11. Worker Loop Integration
RAG is wired into the main Worker Loop as a first-class port, with RAG-first retrieval and graceful fallback.
# kernel/runtime/_wl_memory_kb.py
def _query_kb_ref(self, *, run_id, kb_query_spec):
# Try RAG pipeline first if available
rag_ref = self._query_rag(run_id=run_id, kb_query_spec=kb_query_spec)
if rag_ref is not None:
return rag_ref
# Fallback to standard knowledge port query
return self.knowledge_port.query(kb_id, kb_query_spec)
The Worker Loop calls _kb_query_spec() for every intent, generating a query spec with kb_id, query (from intent objective), top_k=5, and source filters. The RAG adapter bridges this to the full 8-stage pipeline.
Bootstrap Wiring
# server/shared/wiring/bootstrap.py
rag_backend = config.get("RAG_BACKEND", "faiss") # enabled by default
rag_port = create_rag_port(
config=config,
llm_provider=llm_provider_port,
knowledge_port=capability_bundle.ports.get("KnowledgePort"),
root_dir=root_dir,
)
# Injected into KernelWorkerLoop(rag_port=rag_port)
12. Multimodal RAG
The pipeline supports multimodal inputs via multimodal_query(). When a MultimodalContext (from the Multimodal Perception layer) arrives, the fused text is extracted and fed through the standard RAG pipeline.
# kernel/domains/rag/pipeline.py
def multimodal_query(*, context, kb_id, embedding_port, vector_store, ...):
"""Extract fused_text from MultimodalContext, delegate to rag_query().
Fallback: dominant modality content_ref."""
This means image descriptions, audio transcriptions, and document extractions can all be used as RAG queries — the user uploads a PDF and asks questions about it, grounded in the knowledge base.

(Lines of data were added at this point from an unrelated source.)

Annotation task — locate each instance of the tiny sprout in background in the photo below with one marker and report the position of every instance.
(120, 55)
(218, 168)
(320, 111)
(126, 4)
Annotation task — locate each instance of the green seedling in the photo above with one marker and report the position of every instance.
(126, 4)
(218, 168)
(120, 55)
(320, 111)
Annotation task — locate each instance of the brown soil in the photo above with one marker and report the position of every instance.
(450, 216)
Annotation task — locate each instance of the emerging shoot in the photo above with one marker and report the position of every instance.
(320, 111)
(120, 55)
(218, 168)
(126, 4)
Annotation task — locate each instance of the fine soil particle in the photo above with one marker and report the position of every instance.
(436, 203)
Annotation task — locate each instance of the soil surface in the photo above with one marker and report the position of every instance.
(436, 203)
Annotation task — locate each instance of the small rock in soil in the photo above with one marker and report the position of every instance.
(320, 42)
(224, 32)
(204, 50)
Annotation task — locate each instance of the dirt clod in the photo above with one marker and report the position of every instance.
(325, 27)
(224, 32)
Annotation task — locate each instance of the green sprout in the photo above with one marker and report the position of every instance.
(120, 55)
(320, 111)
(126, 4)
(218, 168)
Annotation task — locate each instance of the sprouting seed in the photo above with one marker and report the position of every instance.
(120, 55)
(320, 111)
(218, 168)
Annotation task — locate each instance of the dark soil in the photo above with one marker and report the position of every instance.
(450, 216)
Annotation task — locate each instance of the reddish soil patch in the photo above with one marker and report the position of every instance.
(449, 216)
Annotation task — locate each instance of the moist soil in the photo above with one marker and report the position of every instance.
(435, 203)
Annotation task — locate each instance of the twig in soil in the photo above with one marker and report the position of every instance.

13. Configuration Reference
| Config Key | Default | Purpose |
|---|---|---|
RAG_BACKEND | faiss | Enable RAG and select backend mode |
VECTOR_STORE_MODE | faiss | Vector DB: faiss or qdrant |
EMBEDDING_MODE | local | Embedding: local (sentence-transformers) or api |
RAG_REWRITE_ENABLED | true | LLM query rewriting |
RAG_RERANK_ENABLED | true | LLM re-ranking |
RAG_PII_MASKING | true | PII detection and masking in context |
RAG_MAX_CONTEXT_TOKENS | 3000 | Token budget for context assembly |
RAG_MAX_ANSWER_TOKENS | 1024 | Max tokens for generated answer |
VECTOR_STORE_ROOT | /tmp/octopus-vectors | FAISS storage directory |
EMBEDDING_MODEL | all-MiniLM-L6-v2 | Local embedding model |
QDRANT_URL | http://localhost:6333 | Qdrant server address |
14. Architecture Overview
15. Implementation Metrics
| Metric | Count |
|---|---|
| RAG pipeline stages | 8 |
Domain modules in domains/rag/ | 13 |
| Frozen contracts | 6 (RAGQuery, RAGContext, RAGResponse, EmbeddingResult, VectorSearchResult, HybridSearchResult) |
| PII detection patterns | 8 (ID card, phone, email, card, bank account, passport, SSN, international phone) |
| Vector store backends | 2 (FAISS, Qdrant) |
| Embedding backends | 2 (local sentence-transformers, API) |
| Supporting services | 4 (classifier, freshness monitor, feedback store, entity extractor) |
| Gate violations introduced | 0 |
16. Application Scenarios
Enterprise Knowledge Q&A
Upload product manuals, policy documents, and FAQs into the knowledge base. Users ask questions in natural language and receive grounded, cited answers — with PII automatically masked before reaching the LLM.
Customer Service Automation
Connect CRM and ticketing system data. The RAG pipeline retrieves relevant case history and product information, generates accurate responses with citations, and tracks user satisfaction through the feedback store.
Compliance and Audit
Every RAG response carries an immutable audit_digest (SHA-256) linking query, context, citations, and answer. The hallucination detector provides a faithfulness score for each response, enabling automated quality gates.
Multilingual Support
Query rewriting handles CJK synonym expansion natively. The context builder’s bilingual token estimator correctly budgets for mixed ASCII/CJK content. The Q&A generator responds in the same language as the user’s question.